The rank correlation test indicates that the rankings across models in provider visits were significantly different (F7, 24=9.822, p<0.01).
Differences in facility rankings between the RxRisk-V and DCG/HCC were observed in the concurrent prediction of bed days of care. The RxRisk-V, CDPS, and ACG models ranked Facility C as highest (ratio=1.26 – 1.38), while DCG/HCC ranked Facility A as highest (ratio=1.56). Facilities G and H were ranked differently by the RxRisk-V compared to the three diagnosis-based models. In addition, for these two facilities, predictive use ratios calculated for the RxRisk-V were very different from those generated by the three diagnosis models. Using the RxRisk-V, Facility G was ranked as the second highest number of bed days of care (ratio=1.15), while the three diagnosis-based models ranked it as the seventh highest (ratio=0.38 to 0.61). Also using the RxRisk-V, Facility H ranked as the fifth highest number of bed days of care (ratio=0.98), while the three diagnosis-based models ranked it as the lowest number of bed days of care (ratio=0.24 to 0.58). The rank correlation test indicates that the rankings across models were significantly different (F7, 24=8.455, p<0.01). The mixed models, combining both the diagnosis model and the RxRisk-V summary score, show similar rankings to those of the diagnosis-only models. This result may reflect the fact that the diagnosis-based models have better predictive power than the RxRisk-V model. Therefore, adding the summary score of RxRisk-V has limited impact on rankings.
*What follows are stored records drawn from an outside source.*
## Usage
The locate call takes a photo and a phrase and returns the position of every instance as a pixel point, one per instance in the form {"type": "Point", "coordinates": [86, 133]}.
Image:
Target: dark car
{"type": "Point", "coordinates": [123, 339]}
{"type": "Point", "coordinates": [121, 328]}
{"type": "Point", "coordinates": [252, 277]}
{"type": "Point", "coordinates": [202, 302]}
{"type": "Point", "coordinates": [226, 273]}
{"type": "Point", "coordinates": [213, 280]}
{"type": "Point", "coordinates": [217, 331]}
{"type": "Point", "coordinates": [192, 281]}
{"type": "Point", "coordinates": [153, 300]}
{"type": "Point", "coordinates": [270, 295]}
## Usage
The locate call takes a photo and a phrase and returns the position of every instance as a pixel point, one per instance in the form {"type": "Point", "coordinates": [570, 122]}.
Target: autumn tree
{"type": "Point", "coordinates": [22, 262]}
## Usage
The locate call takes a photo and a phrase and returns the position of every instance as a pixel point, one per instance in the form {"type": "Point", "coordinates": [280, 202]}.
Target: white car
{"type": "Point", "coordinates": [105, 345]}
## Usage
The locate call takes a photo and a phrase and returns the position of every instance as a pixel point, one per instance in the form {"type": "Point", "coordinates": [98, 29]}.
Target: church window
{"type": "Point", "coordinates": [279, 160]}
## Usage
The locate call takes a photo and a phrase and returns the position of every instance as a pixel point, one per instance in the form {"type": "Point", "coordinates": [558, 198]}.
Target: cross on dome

For provider visits, all four models ranked Facility C as having the highest number of provider visits. Two models (RxRisk-V and CDPS) ranked Facility E with the lowest number of provider visits; however, the use ratios of the four models were in a small range (0.81 – 0.86). The other two models (DCG/HCC and ACG) ranked Facility G with the lowest number of provider visits with a greater range of ratios across the four models (0.68 – 1.00). Facilities A and H had very different rankings under the RxRisk-V compared with the three diagnosis-based models. Facility A was ranked sixth highest in number of provider visits using the RxRisk-V (ratio=0.99), in second place using the HCC (ratio=1.12) and ACG (ratio=1.14), and in fourth place using CDPS (ratio=0.99). In contrast, facility H was ranked as the second highest in number of provider visits using the RxRisk-V (ratio=1.15), while it was ranked in seventh place by the DCG/HCC and ACG, and in fifth place by the CDPS. The rank correlation test indicates that the rankings across models were significantly different (F7, 24=9.822, p<0.01).
Discussion
This study shows that the choice of case-mix adjustment measure affects rankings of facilities on two performance measures. There is greater consistency within the diagnosis-based models than between the diagnosis-and pharmacy-based models. For example, Facility H was ranked as the second highest in number of provider visits after adjusting for the RxRisk-V, but seventh highest after adjusting for any one of the three diagnosis models. There are several reasons for these differences, relating to characteristics of Facility H. First, Facility H is the smallest facility and may be unstable with respect to the case-mix adjustment measures. Because of the small numbers of patients, the rank may be susceptible to fluctuations based, for example, on the number of diagnoses recorded for each patient. This may be due to lack of resources to train coders or to ensure consistency across coders. This facility also has no inpatient acute care beds, which means that their incentives to code to insurance industry standards is lower than the other facilities in the study, all of which have inpatient acute care services. While VHA bills third party payers (except Medicare and Medicaid) to recover costs of care, the primary emphasis is on third party billing for inpatient services.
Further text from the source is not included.